Enforcement Authority of the FDA
Under FDAAA, the FDA has authority to impose civil monetary penalties if REMS requirements are not met. Civil penalty fines of up to $250,000 per violation can be imposed, not to exceed $1 million for all violations adjudicated in a single proceeding. 4 If a violation continues after written notice from the FDA, the FDA will impose penalties of up to $10 million for all violations adjudicated in a single proceeding. 4
Conclusion
An evolution has taken place with respect to the responsibilities of the FDA to ensure the safe use of medications. REMS programs are a new reality for all key stakeholders involved in the patient treatment paradigm. As of 2011, there are just under 100 REMS programs approved by the FDA. 18 These programs vary by drug and contain different requirements based on the risks and benefits associated with each drug. Reasons for this expansion of oversight were driven primarily by the FDA's movement to ensure that patients and providers are better informed about the specific benefits and risks of a drug prior to initiation.

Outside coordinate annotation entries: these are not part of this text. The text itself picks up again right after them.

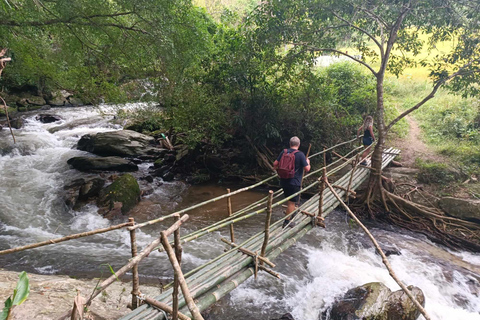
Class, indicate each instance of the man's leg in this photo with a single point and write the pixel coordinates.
(290, 207)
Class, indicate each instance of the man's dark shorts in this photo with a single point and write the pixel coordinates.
(288, 190)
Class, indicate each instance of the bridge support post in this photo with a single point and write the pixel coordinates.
(229, 209)
(178, 255)
(267, 224)
(135, 280)
(355, 164)
(178, 273)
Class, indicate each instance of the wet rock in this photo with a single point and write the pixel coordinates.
(36, 100)
(461, 208)
(87, 164)
(374, 301)
(169, 158)
(158, 163)
(47, 118)
(119, 197)
(161, 171)
(58, 98)
(17, 123)
(147, 191)
(123, 143)
(214, 163)
(400, 307)
(75, 101)
(286, 316)
(168, 176)
(91, 188)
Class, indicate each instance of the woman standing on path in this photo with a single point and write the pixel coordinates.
(368, 137)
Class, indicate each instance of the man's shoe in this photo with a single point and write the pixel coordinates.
(287, 222)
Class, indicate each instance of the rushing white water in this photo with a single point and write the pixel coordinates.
(323, 265)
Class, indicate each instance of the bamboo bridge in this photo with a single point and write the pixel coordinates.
(206, 284)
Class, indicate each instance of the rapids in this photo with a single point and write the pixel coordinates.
(323, 265)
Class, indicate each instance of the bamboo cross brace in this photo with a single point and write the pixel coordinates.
(382, 254)
(181, 279)
(248, 252)
(66, 238)
(345, 189)
(162, 306)
(145, 252)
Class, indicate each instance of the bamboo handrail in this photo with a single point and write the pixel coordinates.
(66, 238)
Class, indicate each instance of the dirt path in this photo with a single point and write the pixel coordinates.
(414, 147)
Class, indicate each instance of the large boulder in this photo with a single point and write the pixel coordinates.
(119, 197)
(47, 118)
(461, 208)
(123, 143)
(374, 301)
(87, 164)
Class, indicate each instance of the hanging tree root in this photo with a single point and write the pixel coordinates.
(383, 204)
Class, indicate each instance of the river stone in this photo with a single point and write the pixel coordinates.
(122, 143)
(86, 164)
(286, 316)
(119, 197)
(47, 118)
(91, 188)
(374, 301)
(461, 208)
(16, 123)
(400, 307)
(36, 100)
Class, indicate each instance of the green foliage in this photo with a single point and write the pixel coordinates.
(434, 172)
(20, 294)
(92, 47)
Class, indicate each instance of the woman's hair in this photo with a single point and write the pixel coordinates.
(368, 122)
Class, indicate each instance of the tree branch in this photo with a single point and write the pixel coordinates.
(431, 94)
(368, 34)
(339, 52)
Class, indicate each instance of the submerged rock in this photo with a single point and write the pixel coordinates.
(47, 118)
(119, 197)
(374, 301)
(102, 164)
(122, 143)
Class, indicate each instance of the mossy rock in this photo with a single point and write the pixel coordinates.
(158, 163)
(119, 197)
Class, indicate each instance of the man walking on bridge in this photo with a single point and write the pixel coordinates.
(290, 166)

REMS will continue to be applied to more drug classes in years to come, fines will continue to increase for lack of compliance, and physicians' responsibility to disclose will expand to ensure that patients truly understand the benefits and risks of therapy prior to initiation. The impact of REMS is already far reaching, and the need for standardization of program requirements and consideration of health care provider time and costs are areas yet to be addressed. 17 In addition, outcome studies measuring the value of REMS interventions should be conducted to evaluate their impact on risk mitigation of intended outcomes and overall access to care by patients.
Footnotes
Author Disclosure Statement
Ms. Hollingsworth is Vice President, Strategy and External Innovation, at the Janssen Pharmaceutical Companies of Johnson & Johnson. Dr. Toscani disclosed no conflicts of interest with regard to the research, authorship, and/or publication of this article.